# Polynomial equations whose coefficients are all matrices (was I shouldnot )

1. Jul 20, 2008

### yeeyee

polynomial equations whose coefficients are all matrices (was "I shouldnot")

<< post edited by berkeman to improve clarity >>

That aside,
I am looking for a free downloadable linear algebra book that will teach me about finding roots in polynomial equations whose coefficients are all matrices.

Thank you very much

Last edited by a moderator: Jul 21, 2008
2. Jul 20, 2008

### CompuChip

Re: I shouldnot

Welcome to PF yeeyee.

The sentence also doesn't make much sense to me. What is a polynomial equation whose coefficients are matrices?
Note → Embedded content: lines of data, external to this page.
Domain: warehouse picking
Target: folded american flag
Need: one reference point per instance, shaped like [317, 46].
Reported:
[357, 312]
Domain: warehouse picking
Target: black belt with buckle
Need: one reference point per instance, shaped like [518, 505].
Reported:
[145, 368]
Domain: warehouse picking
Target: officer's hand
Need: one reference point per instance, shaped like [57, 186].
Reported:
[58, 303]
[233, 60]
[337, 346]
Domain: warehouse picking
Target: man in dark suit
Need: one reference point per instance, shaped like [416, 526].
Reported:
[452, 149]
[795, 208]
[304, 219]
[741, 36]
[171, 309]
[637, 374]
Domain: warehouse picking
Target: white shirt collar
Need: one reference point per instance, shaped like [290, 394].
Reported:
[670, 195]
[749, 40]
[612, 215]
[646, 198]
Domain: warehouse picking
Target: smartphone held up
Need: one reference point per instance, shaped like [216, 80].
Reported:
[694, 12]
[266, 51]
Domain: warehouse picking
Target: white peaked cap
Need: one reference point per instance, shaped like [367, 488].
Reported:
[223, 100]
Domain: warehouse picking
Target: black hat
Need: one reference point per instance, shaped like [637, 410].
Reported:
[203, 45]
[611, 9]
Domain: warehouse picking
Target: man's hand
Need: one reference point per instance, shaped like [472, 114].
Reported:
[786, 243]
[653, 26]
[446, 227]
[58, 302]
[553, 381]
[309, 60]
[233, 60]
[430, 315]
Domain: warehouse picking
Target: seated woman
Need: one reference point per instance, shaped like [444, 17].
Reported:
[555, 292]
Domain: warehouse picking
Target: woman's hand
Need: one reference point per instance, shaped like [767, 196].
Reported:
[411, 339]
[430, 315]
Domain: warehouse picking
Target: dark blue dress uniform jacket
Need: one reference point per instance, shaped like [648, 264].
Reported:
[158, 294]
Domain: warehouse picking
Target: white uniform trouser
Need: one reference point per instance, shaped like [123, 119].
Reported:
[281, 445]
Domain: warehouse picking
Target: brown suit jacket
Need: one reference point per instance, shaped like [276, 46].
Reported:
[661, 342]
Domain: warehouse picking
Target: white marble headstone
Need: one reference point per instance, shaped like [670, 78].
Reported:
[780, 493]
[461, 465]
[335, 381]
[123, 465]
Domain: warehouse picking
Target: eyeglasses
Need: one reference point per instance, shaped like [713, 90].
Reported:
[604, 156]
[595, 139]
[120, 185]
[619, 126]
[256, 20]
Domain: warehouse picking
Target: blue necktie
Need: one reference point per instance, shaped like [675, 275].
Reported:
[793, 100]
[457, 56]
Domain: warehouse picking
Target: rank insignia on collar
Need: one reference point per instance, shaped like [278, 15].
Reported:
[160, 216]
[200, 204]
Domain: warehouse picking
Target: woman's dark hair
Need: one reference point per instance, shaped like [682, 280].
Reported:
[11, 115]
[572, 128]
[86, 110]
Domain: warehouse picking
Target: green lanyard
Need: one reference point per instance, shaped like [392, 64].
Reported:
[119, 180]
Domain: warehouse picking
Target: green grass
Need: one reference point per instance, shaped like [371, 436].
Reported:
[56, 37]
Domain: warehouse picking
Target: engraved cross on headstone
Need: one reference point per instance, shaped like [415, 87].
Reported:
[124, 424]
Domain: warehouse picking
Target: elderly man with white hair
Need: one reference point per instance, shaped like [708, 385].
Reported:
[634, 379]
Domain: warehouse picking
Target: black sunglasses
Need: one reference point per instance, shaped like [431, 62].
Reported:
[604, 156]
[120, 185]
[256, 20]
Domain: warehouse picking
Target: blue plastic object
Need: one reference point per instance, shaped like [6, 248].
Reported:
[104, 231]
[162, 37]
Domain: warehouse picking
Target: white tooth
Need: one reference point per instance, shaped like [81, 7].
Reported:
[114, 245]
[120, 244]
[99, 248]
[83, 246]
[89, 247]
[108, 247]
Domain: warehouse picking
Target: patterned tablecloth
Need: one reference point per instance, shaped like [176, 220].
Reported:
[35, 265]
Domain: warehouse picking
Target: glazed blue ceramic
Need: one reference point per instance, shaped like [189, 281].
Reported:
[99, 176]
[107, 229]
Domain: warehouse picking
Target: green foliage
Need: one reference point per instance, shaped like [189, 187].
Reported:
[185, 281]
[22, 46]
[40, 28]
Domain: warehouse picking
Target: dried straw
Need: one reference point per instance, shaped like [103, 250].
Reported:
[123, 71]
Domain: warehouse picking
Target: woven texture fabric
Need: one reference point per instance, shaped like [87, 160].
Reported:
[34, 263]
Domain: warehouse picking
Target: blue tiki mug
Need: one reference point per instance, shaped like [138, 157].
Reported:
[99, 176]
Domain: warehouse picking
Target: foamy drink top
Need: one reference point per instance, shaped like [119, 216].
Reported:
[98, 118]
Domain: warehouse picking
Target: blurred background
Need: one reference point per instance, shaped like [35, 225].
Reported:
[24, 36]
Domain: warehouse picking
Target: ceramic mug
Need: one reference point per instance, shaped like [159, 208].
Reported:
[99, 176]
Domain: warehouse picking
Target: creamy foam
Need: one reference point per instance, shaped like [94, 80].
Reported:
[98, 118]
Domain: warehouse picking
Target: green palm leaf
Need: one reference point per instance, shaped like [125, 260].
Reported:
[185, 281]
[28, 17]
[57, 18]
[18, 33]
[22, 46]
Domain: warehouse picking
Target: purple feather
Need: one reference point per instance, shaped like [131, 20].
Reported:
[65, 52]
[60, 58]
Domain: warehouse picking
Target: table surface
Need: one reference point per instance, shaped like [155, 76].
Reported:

Last edited by a moderator: Jul 21, 2008
3. Jul 20, 2008

### MathematicalPhysicist

Re: I shouldnot

well comuchip, I think that the same way we have scalar coeffiecients we may have matrices coefficients in the polynomial.

formally it sounds ok.

4. Jul 20, 2008

### yeeyee

Re: I shouldnot

Then why dont you give me an answer ?

5. Jul 20, 2008

### MathematicalPhysicist

Re: I shouldnot

Well think of it this way, you need to find the roots of each standalone polynomial and then find the ones common to the original polynomial.

for example:

Ax^2+Bx+C=0
where A,B,C are constant matrices coeffiecients.

so you need to solve:
$$a_{ij}x^2+b_{ij}x+c{ij}=0$$
and then after finding the roots of each equation, you reduce the list of roots to those common to each equation, those would the roots of the original polynomial.
but I guess this would work only if A,B,C are with the same number of rows and columns.

6. Jul 20, 2008

### CompuChip

Re: I shouldnot

OK, so Wikipedia says:
I suppose that means that the roots are those x for which the rank is non-maximal, which is, IIRC, equivalent to the matrix being non-invertible. So I guess one could compute the determinant and solve the remaining higher-order polynomial.
So in lqg's notation, let M be given by its entries
$$m_{ij} = a_{ij} x^2 + b_{ij} x + c_{ij}$$
and solve det(M) = 0 for x.

7. Jul 20, 2008

### n_bourbaki

Re: I shouldnot

Assuming we do mean finding real roots (as opposed to matrix valued roots), then I think Compuchip's idea turns a very simple problem into a very hard one, with extra assumptions placed on the terms.

1) Who says that the matrices are square?
2) Why turn mxn simpler equations in 1 unknown into one very high degree equation? Just solve each in turn, and see if there is some number in all of the solution sets as in lqg's post? If you can't solve the simpler equations you certainly can't solve the one of much higher degree.
3) Just because a determinant is zero does not mean that the matrix is identically zero, which is what is required.

Are we sure that we're looking for roots over R, and not some other ring, like the matrix ring itself?

8. Jul 20, 2008

### n_bourbaki

Re: I shouldnot

If they don't then it doesn't make any sense to add up linear combinations of them.

9. Jul 20, 2008

### MathematicalPhysicist

Re: I shouldnot

yes ofcourse.

10. Jul 20, 2008

### CompuChip

Re: I shouldnot

I don't think anyone did?

Probably to determine if the rank is maximal one can indeed also solve each equation separately and check which solutions are roots of two or more equations.

I found the phrase "loses rank" a bit unclear. I thought it meant that the rank is lower than the maximal rank. But it might indeed also mean that the rank becomes zero.

The variable is x which is an element of R, not a matrix. So... yes, I guess so.

As I indicated in my first post, I've never seen such equations and all the information I have on them I found on Google. So I might be wrong here.

11. Jul 20, 2008

### n_bourbaki

Re: I shouldnot

You did when you took the determinant.

No, no one has said that the polynomial equation is to be viewed as a function from R to matrices. The OP has posed an ambiguous question. It might be most sensible, and probably only possible, if we view this as wishing for x to be in R.